En el reciente enfrentamiento entre Portugal y Francia, el seleccionador francés, Didier Deschamps, se encontró con una difícil decisión. ¿Debería permitir que su estrella, Kylian Mbappé, jugara treinta minutos más a pesar de estar al límite físicamente? Finalmente, Deschamps decidió consultar al propio jugador. «Hablamos y le dije que quería seguir intentándolo. Fue en el descanso de la prórroga cuando ya no me sentía bien. Estaba muy cansado y ahí es cuando le pedí el cambio», confesó Mbappé. Este revelador intercambio entre entrenador y jugador evitó cualquier posible controversia mediática sobre una sustitución que pocos entendieron.
«No es sencillo para Mbappé con todo lo que le ha pasado esta temporada. Muscularmente está sufriendo y él siempre ha sido muy sincero conmigo y con sus compañeros. Por eso pidió el cambio», explicó Deschamps, mostrando su preocupación por el estado físico de Kylian. Mbappé ha tenido un desempeño subpar en esta Eurocopa, lo que seguramente se puede atribuir a la agotadora temporada que ha tenido con el PSG.
Cabe mencionar que Mbappé llegó a la Eurocopa después de una temporada agitada con el Paris Saint-Germain, especialmente durante los últimos cuatro meses, que sin duda han afectado su preparación tanto física como mental. Además, la fractura de nariz que sufrió el 17 de junio ante Austria no ha contribuido a mejorar su estado físico.
La máscara protectora, ¿un obstáculo para Mbappé?

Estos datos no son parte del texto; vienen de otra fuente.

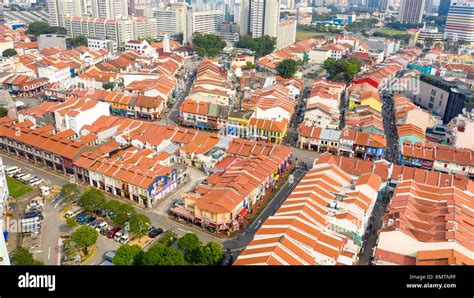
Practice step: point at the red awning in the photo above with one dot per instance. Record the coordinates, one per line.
(182, 212)
(242, 212)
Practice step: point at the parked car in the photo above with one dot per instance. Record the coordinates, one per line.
(94, 223)
(76, 260)
(19, 175)
(89, 219)
(104, 231)
(124, 239)
(83, 218)
(82, 213)
(12, 171)
(101, 225)
(108, 257)
(73, 212)
(101, 212)
(155, 232)
(32, 178)
(26, 177)
(119, 235)
(34, 214)
(34, 203)
(37, 182)
(112, 232)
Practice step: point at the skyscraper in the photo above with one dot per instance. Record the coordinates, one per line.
(260, 17)
(4, 195)
(110, 9)
(411, 11)
(58, 9)
(206, 22)
(372, 5)
(428, 6)
(444, 7)
(460, 22)
(171, 20)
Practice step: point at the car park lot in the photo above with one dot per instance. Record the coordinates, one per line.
(48, 250)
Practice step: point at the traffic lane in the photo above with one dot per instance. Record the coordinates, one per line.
(243, 240)
(53, 227)
(55, 179)
(155, 219)
(103, 245)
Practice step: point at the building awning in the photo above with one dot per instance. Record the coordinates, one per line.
(242, 212)
(182, 212)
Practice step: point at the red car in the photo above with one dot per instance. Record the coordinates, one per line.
(113, 231)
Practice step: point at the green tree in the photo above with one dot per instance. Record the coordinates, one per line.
(208, 45)
(123, 214)
(3, 112)
(211, 254)
(113, 205)
(287, 68)
(79, 41)
(84, 237)
(169, 237)
(22, 256)
(189, 242)
(92, 199)
(261, 46)
(70, 191)
(160, 254)
(69, 249)
(190, 246)
(71, 223)
(138, 224)
(251, 65)
(108, 86)
(9, 53)
(128, 255)
(342, 70)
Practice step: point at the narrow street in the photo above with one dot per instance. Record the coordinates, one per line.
(371, 237)
(237, 244)
(390, 128)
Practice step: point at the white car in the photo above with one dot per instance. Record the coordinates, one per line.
(124, 239)
(12, 171)
(73, 212)
(118, 236)
(37, 182)
(101, 226)
(26, 177)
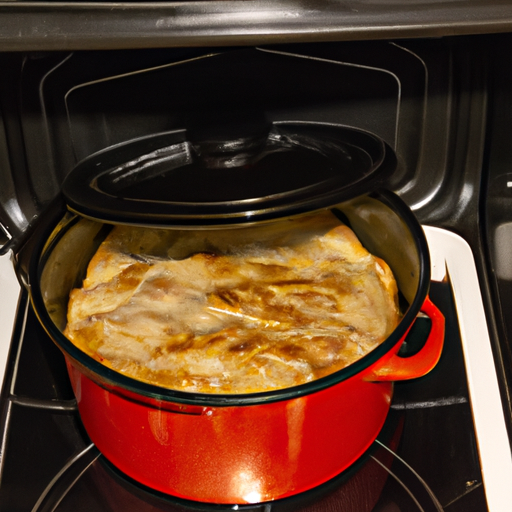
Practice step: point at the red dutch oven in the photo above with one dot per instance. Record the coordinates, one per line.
(247, 448)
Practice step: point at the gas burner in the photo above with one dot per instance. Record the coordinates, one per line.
(48, 463)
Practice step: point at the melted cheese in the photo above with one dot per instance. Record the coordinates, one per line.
(235, 311)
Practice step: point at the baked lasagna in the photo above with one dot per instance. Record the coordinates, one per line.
(233, 311)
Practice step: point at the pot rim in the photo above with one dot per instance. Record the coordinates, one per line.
(108, 378)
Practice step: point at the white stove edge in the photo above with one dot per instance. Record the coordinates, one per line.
(450, 254)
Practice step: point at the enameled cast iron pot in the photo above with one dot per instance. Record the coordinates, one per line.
(236, 449)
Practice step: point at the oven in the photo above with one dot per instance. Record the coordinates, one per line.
(432, 79)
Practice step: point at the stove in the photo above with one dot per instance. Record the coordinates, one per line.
(441, 102)
(48, 463)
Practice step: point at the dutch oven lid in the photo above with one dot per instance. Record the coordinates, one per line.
(204, 178)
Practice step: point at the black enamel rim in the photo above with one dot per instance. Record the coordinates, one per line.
(116, 382)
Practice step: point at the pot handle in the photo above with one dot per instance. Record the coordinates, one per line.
(397, 368)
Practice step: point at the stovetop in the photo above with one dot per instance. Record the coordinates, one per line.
(444, 446)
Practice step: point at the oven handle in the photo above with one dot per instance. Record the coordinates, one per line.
(396, 368)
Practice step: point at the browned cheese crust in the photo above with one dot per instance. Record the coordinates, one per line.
(281, 307)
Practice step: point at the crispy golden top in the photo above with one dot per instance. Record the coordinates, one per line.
(235, 311)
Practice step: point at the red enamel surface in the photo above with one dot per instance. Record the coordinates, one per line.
(240, 454)
(251, 453)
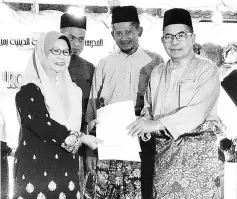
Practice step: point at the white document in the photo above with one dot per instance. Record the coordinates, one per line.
(114, 120)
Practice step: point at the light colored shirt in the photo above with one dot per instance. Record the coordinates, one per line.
(192, 96)
(120, 77)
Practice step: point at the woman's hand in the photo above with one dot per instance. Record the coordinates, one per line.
(12, 152)
(91, 141)
(142, 126)
(92, 124)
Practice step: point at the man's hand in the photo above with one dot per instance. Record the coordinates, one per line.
(92, 124)
(142, 126)
(91, 141)
(91, 159)
(12, 152)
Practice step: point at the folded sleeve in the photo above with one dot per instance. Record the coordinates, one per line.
(204, 99)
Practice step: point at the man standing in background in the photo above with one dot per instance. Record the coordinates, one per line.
(123, 76)
(81, 71)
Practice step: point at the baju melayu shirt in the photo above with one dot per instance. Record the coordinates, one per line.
(120, 77)
(183, 102)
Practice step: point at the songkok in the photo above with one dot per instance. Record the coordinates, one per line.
(124, 14)
(69, 20)
(177, 16)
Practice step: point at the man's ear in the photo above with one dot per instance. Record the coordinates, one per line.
(112, 33)
(140, 30)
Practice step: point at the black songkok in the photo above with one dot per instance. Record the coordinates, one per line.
(177, 16)
(124, 14)
(69, 20)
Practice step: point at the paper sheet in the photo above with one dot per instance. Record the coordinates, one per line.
(117, 145)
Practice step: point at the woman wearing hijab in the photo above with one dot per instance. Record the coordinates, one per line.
(50, 110)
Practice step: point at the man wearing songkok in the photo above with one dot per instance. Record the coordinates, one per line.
(122, 76)
(180, 112)
(80, 70)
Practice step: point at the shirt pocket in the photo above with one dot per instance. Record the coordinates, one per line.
(187, 89)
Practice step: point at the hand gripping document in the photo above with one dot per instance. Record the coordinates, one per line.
(113, 121)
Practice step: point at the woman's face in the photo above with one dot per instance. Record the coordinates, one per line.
(59, 56)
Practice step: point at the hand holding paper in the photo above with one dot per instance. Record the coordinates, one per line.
(118, 145)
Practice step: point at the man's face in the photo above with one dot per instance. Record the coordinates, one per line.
(76, 37)
(180, 46)
(126, 36)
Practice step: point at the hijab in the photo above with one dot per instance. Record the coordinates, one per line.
(64, 100)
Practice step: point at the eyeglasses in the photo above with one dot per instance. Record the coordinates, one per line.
(78, 39)
(58, 52)
(182, 36)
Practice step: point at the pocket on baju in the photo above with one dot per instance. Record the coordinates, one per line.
(187, 90)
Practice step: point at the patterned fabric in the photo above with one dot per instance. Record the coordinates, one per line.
(188, 168)
(118, 180)
(120, 77)
(42, 168)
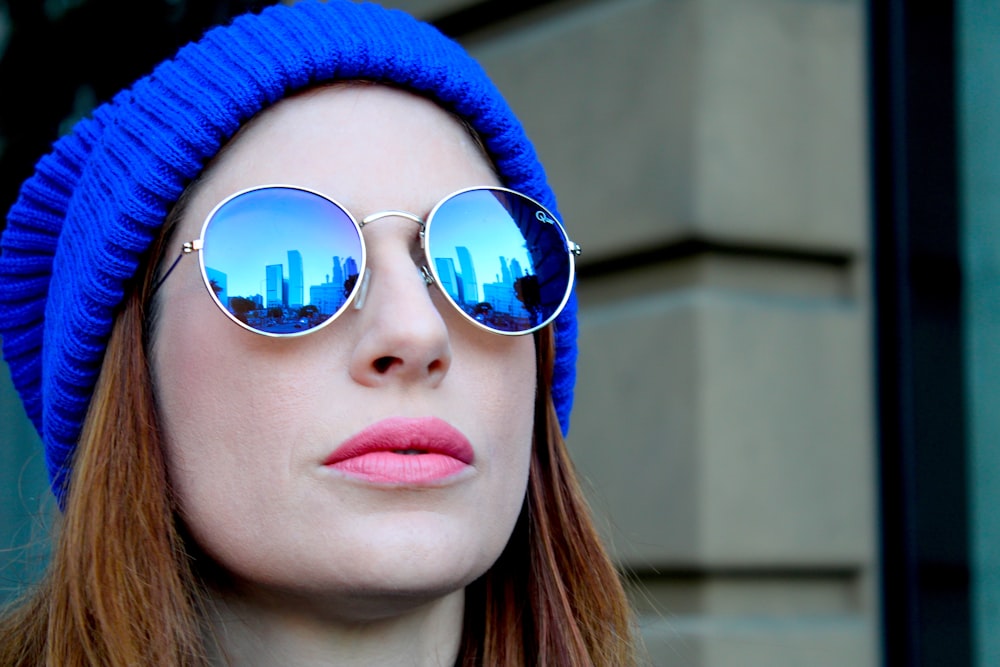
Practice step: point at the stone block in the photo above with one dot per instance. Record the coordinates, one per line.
(723, 429)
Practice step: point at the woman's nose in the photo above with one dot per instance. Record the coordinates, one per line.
(402, 336)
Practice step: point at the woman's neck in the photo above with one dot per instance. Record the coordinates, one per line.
(248, 632)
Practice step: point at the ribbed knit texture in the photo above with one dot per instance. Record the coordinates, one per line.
(83, 221)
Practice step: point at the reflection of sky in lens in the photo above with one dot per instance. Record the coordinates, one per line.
(258, 228)
(477, 221)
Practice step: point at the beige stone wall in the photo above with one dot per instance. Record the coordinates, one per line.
(710, 157)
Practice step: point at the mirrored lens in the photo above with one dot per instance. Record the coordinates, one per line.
(281, 260)
(501, 258)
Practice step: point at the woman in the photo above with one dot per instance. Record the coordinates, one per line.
(287, 416)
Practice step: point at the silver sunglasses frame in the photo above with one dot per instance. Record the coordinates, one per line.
(357, 296)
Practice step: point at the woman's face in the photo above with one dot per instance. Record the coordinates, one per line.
(252, 424)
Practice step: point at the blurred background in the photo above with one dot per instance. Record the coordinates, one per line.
(789, 215)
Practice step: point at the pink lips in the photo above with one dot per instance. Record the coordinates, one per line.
(404, 451)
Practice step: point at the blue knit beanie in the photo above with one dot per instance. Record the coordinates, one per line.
(85, 219)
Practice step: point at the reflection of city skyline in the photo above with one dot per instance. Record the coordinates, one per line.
(516, 296)
(289, 291)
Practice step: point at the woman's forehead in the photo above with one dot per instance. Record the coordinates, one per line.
(370, 147)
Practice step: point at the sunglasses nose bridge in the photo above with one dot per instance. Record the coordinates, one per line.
(392, 214)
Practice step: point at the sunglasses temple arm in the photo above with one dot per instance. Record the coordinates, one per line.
(166, 275)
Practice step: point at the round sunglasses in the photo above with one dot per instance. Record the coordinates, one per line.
(282, 260)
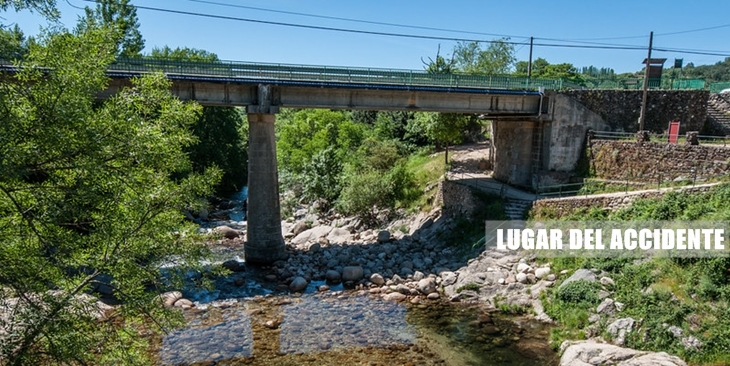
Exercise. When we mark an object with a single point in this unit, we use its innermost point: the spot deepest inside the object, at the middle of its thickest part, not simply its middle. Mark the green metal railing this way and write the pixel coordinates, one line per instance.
(327, 74)
(718, 87)
(377, 76)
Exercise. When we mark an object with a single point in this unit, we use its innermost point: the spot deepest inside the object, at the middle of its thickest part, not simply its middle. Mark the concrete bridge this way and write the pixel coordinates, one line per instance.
(519, 106)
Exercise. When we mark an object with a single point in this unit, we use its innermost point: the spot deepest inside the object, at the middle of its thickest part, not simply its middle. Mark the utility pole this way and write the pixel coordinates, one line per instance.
(529, 64)
(642, 116)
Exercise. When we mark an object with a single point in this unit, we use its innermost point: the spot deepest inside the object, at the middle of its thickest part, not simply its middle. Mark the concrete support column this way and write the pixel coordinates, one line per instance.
(264, 243)
(512, 141)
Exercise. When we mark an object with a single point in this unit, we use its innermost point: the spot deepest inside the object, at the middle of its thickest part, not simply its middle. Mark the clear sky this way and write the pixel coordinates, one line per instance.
(696, 25)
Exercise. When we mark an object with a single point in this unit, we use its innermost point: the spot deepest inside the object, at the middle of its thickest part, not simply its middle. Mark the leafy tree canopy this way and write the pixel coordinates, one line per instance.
(121, 17)
(184, 54)
(87, 199)
(47, 8)
(472, 58)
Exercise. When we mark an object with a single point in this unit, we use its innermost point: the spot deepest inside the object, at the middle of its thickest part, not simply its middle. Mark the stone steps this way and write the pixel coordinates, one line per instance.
(515, 209)
(717, 114)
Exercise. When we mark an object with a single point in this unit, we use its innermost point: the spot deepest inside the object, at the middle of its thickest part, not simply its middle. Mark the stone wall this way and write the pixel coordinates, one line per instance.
(558, 207)
(620, 109)
(656, 161)
(457, 200)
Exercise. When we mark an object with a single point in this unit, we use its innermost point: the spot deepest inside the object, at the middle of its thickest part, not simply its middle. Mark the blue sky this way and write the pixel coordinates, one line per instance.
(616, 22)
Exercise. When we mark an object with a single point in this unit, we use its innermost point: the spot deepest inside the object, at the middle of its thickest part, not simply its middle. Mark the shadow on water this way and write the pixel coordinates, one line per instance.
(345, 328)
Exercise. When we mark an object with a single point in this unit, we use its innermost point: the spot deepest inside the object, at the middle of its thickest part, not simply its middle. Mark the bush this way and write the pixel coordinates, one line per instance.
(579, 292)
(365, 194)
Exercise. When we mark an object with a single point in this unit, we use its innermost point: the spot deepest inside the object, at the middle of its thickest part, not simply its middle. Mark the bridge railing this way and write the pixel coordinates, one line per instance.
(345, 75)
(718, 87)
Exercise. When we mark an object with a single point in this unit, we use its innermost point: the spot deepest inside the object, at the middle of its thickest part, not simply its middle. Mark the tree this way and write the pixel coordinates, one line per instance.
(121, 17)
(440, 65)
(497, 58)
(221, 131)
(443, 128)
(47, 8)
(87, 198)
(13, 43)
(184, 54)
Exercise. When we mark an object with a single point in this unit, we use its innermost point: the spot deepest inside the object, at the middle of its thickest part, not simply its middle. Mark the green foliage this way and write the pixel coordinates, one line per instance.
(46, 8)
(222, 140)
(183, 54)
(121, 18)
(13, 43)
(469, 286)
(364, 194)
(86, 194)
(497, 58)
(321, 180)
(221, 132)
(579, 292)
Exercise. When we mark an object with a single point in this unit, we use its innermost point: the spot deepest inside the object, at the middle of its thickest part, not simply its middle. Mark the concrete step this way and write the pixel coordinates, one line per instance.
(515, 209)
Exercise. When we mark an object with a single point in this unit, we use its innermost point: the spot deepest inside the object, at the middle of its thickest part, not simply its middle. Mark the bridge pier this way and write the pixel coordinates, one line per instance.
(264, 243)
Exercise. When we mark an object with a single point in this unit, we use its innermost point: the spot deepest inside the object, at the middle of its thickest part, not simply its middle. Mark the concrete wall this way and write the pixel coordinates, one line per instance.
(513, 151)
(570, 122)
(654, 161)
(620, 109)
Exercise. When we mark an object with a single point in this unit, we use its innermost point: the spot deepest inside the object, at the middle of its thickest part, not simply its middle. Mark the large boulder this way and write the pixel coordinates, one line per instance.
(312, 234)
(298, 284)
(227, 232)
(589, 353)
(427, 285)
(581, 274)
(352, 273)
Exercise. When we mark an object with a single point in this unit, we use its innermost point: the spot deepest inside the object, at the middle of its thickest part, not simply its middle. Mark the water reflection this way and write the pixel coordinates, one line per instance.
(346, 328)
(317, 324)
(230, 339)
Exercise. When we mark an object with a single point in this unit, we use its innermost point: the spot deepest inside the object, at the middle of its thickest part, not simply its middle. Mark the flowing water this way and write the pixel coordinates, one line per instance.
(348, 327)
(245, 320)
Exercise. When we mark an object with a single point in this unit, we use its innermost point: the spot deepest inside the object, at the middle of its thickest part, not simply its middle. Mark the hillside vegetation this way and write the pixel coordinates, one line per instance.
(692, 294)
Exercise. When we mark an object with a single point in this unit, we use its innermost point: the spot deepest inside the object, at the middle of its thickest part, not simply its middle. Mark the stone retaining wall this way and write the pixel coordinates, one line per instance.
(558, 207)
(457, 200)
(656, 161)
(620, 109)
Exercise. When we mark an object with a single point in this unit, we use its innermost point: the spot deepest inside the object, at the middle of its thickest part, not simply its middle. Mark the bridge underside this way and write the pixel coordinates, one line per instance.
(496, 103)
(264, 241)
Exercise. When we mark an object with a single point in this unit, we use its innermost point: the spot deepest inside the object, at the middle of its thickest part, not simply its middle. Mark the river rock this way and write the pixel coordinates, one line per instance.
(299, 227)
(234, 265)
(418, 275)
(619, 328)
(184, 303)
(394, 296)
(523, 268)
(448, 278)
(352, 273)
(332, 276)
(542, 272)
(298, 284)
(606, 307)
(581, 274)
(227, 232)
(427, 285)
(377, 279)
(588, 353)
(169, 298)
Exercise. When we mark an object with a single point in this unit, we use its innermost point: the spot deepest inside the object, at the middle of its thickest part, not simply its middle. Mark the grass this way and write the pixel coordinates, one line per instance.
(690, 293)
(426, 172)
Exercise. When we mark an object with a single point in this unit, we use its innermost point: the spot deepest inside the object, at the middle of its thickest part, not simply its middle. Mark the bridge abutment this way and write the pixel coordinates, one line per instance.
(264, 243)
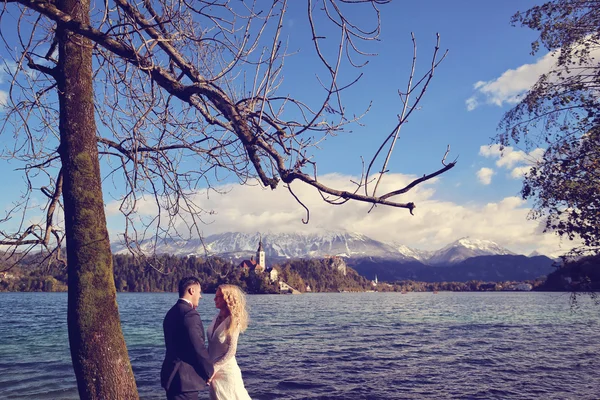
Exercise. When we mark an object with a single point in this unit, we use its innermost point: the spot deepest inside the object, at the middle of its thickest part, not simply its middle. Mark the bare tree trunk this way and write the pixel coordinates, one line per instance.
(98, 349)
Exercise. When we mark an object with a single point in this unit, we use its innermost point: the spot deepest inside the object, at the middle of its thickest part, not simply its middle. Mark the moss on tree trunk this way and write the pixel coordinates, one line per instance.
(98, 349)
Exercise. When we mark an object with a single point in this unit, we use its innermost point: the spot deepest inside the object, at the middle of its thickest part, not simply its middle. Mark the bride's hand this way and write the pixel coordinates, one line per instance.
(209, 381)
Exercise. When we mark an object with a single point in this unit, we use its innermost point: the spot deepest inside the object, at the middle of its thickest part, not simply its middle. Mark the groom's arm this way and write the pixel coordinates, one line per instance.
(193, 325)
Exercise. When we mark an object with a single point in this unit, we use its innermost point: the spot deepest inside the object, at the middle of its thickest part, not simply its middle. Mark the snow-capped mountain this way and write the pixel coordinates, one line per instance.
(415, 254)
(465, 248)
(281, 245)
(317, 245)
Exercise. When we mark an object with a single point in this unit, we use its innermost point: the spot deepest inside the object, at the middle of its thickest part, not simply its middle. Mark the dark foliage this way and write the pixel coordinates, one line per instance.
(561, 114)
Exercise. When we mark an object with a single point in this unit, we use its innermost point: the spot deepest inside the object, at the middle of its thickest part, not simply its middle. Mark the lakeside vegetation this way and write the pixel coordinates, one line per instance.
(304, 275)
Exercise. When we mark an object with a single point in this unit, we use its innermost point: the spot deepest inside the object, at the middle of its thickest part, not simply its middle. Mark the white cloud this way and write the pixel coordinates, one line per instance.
(509, 87)
(518, 161)
(434, 225)
(485, 175)
(471, 103)
(512, 84)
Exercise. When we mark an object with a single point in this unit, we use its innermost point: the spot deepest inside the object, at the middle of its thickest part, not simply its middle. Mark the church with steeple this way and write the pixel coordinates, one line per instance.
(257, 265)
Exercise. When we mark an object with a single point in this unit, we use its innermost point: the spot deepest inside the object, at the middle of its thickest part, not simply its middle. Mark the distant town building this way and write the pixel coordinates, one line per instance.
(273, 275)
(523, 287)
(260, 254)
(338, 263)
(257, 266)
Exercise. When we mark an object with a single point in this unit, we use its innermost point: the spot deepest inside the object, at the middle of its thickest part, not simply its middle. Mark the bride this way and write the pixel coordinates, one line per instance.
(226, 381)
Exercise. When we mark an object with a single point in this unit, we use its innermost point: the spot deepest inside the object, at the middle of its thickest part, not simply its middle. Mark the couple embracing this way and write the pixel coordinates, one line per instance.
(188, 363)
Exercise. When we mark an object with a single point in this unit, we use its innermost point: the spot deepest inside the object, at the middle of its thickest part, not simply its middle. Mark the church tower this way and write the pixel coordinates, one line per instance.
(260, 255)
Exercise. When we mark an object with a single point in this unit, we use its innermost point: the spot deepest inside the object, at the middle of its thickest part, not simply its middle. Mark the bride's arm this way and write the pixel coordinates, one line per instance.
(231, 343)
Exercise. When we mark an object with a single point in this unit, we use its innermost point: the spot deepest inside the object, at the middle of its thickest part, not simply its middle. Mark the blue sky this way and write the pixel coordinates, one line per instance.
(472, 89)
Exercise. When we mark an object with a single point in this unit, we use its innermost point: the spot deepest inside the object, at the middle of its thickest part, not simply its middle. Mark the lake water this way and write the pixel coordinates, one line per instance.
(339, 346)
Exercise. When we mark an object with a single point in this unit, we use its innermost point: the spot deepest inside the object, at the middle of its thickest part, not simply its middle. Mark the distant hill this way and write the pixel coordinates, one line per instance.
(483, 268)
(278, 246)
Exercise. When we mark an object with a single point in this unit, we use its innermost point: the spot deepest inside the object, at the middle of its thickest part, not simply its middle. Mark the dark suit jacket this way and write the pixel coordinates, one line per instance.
(186, 364)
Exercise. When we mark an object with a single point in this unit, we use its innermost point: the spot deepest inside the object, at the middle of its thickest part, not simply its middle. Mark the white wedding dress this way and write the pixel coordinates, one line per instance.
(227, 383)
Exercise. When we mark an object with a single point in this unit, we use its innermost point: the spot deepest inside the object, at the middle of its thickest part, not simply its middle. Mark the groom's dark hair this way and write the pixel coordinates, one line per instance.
(186, 282)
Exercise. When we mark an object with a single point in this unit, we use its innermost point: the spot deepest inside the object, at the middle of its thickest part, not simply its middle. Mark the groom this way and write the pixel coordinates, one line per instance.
(186, 365)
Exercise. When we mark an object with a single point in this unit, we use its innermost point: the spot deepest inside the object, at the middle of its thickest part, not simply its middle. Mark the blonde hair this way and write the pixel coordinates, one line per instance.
(236, 304)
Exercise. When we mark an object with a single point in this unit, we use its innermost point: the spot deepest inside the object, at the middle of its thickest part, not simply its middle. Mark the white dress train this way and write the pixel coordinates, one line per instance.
(227, 383)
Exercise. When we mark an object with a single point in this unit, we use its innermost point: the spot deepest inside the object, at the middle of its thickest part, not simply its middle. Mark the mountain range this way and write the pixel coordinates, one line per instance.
(277, 246)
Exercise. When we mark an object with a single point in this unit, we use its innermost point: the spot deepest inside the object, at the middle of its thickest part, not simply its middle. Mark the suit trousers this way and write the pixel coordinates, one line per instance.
(182, 396)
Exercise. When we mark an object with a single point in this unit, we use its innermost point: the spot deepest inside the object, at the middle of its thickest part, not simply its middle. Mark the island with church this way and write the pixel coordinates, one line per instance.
(163, 272)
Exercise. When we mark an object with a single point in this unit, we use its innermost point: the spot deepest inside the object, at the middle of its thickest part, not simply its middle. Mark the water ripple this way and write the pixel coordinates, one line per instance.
(339, 346)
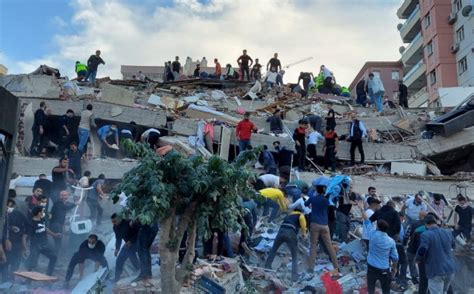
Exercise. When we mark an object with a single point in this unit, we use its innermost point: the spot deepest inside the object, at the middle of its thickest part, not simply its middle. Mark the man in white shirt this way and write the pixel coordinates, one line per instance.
(376, 91)
(313, 138)
(374, 205)
(151, 136)
(269, 181)
(415, 205)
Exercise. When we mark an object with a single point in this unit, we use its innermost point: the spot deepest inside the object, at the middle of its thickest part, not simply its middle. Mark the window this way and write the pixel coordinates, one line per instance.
(460, 34)
(462, 65)
(427, 20)
(429, 48)
(433, 77)
(395, 75)
(457, 5)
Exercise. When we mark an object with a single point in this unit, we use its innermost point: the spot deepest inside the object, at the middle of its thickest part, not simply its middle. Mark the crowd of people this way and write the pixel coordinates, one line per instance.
(66, 137)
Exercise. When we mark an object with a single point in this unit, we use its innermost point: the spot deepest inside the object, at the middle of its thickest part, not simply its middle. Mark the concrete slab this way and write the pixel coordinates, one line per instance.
(409, 168)
(117, 95)
(112, 168)
(40, 86)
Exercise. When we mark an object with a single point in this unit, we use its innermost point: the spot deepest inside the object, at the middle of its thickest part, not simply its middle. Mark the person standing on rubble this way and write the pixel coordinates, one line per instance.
(276, 122)
(274, 63)
(299, 136)
(92, 248)
(244, 131)
(313, 138)
(176, 68)
(275, 199)
(13, 240)
(38, 234)
(124, 230)
(382, 251)
(288, 234)
(243, 62)
(218, 69)
(92, 65)
(402, 94)
(109, 137)
(330, 149)
(319, 227)
(357, 132)
(38, 145)
(58, 216)
(436, 251)
(306, 77)
(94, 197)
(376, 91)
(87, 121)
(81, 71)
(151, 137)
(256, 73)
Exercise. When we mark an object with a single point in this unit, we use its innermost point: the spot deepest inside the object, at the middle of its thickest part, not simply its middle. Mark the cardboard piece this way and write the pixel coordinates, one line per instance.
(117, 95)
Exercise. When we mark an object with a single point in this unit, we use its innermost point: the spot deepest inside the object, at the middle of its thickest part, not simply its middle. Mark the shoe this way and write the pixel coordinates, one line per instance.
(138, 279)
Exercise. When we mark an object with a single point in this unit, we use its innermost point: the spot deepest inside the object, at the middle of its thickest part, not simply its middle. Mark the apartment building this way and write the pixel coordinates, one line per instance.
(439, 52)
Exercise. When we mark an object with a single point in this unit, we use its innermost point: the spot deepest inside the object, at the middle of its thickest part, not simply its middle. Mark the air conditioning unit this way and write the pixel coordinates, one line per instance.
(455, 48)
(466, 11)
(452, 17)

A raíz de esa lesión, Mbappé ha estado jugando con una máscara protectora, lo que algunos consideran que ha afectado su rendimiento. El doctor Pablo Casas, especialista en rinoplastia y Doctor Cum Laude en Medicina y Cirugía, ofrece una perspectiva interesante sobre esta situación. «Hace veinte días que se rompió la nariz, así que los huesos de esa zona estarán al 90% solidificados. No debería jugar ya con la máscara. Es imposible que pueda rendir bien con ella puesta», explica Casas.
El doctor Casas ha operado a varios futbolistas profesionales con la misma fractura que sufrió Mbappé, y parece desconcertado por la precaución excesiva del cuerpo médico de Francia. Según él, los jugadores que han pasado por su quirófano estaban entrenando sin máscara a los 15 días.
El propio Mbappé ha confesado el «horror» que supone jugar con esa protección. A pesar de haber probado hasta cuatro modelos, el jugador ha admitido que no tiene otra opción. Según el doctor Casas, la máscara no solo no protege a Mbappé, sino que también le impide desempeñar su profesión con normalidad.
La presencia de la máscara fue especialmente notable durante el encuentro de Mbappé con Portugal. Durante la segunda mitad del partido, Kylian tuvo que bloquear un remate de cabeza de Bernardo Silva, desafortunadamente el balón golpeó su mejilla izquierda, lo que tuvo un impacto en la máscara y, por lo tanto, en su nariz. Este incidente requirió atención médica en el campo.
El doctor Casas reitera que la máscara ya no es necesaria. «No tiene mayor importancia. Esto es como cuando tienes una herida o un moratón y te das un golpe en esa misma zona lastimada o cerca de ella. Para mí es otra razón más para que se quite la máscara. Su caso me recuerda a la del deportista que sale a jugar con un vendaje en una zona dolorida y al cabo de un rato, harto de ese vendaje que le impide competir con normalidad, se lo quita y fuera. Eso debería hacer él», sentencia el galeno.
A medida que Francia avanza en la Eurocopa, el estado físico de Mbappé y su decisión de usar o no la máscara será un tema de interés para los aficionados y analistas deportivos por igual. A pesar de las dificultades, Mbappé sigue siendo un jugador clave para Francia y su presencia en el campo será crucial para las aspiraciones del equipo en el torneo.